# Paranormal things?



## LeeJUk (Mar 3, 2009)

Hey so recently the same week my mother went to a haunted house and took part in scences (however you spell it) and probably used a weegie board for charity but still absolutely wrong strange things have been happening in my grandmothers house.

Like for example the other day she woke up and found her plant in her living room which she waters every day etc.. asif someone pulled it kinda up outa the dirt and it was withered and hanging down at the side of the pot, not completely out of the dirt just pulled up till its hanging over and withered.

Also shes been finding feathers around the place over the last few days in several room which I hear is linked to occultist things?

weird.

Any suggestions on what to do and anyone had anything like this happen before?


----------



## LeeJUk (Mar 3, 2009)

neither of them are christians and both will not listen :|. 
I already told my mother shes messing with demons and there is a hell but she won't listen.

What you mean hurtin' anythin?


----------



## AThornquist (Mar 3, 2009)

ing for them.


----------



## PresbyDane (Mar 3, 2009)




----------



## LeeJUk (Mar 3, 2009)

well my mum doesnt really think evil spirits exist and so shes all like oooo angels visited and my gran just really doesnt care but I mean I care ya know I dont want anything bad to happen to my family.

Thanks for praying though guys I really love the brothers and sisters here all of ya the generosity of prayer and advice you give is just a blessing to me.

A big thank you and praise be to God.


----------



## Calvinist Cowboy (Mar 11, 2009)

When satan is given an open door, he takes it.

Praying that God would open your mom's and grandmother's heart to the Gospel.

BTW, don't stop sharing the Gospel with them.
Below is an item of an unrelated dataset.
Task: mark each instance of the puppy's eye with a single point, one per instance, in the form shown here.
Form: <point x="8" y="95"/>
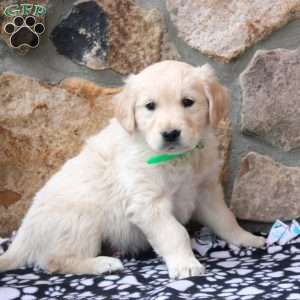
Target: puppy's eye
<point x="186" y="102"/>
<point x="151" y="105"/>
Take them to the miracles of Jesus and show that true spiritual power is not linked to ouija boards or seances, but to the risen Savior and Lord.


----------



## Davidius (Mar 11, 2009)

My wife told me that her friend's mom was involved with this stuff when she was a kid and at some point things were always falling off the walls at night and when she placed a bible on the floor under them they stopped falling. She also became a Christian. 

*shrug*


----------



## nicnap (Mar 11, 2009)

Praying.


----------



## Berean (Mar 11, 2009)

Dangerous territory. Thin ice.


----------



## TaylorOtwell (Mar 11, 2009)




----------



## BobVigneault (Mar 12, 2009)

I hope she really did become a Christian but it wasn't because of a superstitious prank. If this story is true then the falling objects AND the Bible were just props used by the demons to breed superstition. A printed book has no spiritual power, it was used as a talisman. It's all part of the act.



Davidius said:


> My wife told me that her friend's mom was involved with this stuff when she was a kid and at some point things were always falling off the walls at night and when she placed a bible on the floor under them they stopped falling. She also became a Christian.
> 
> *shrug*


----------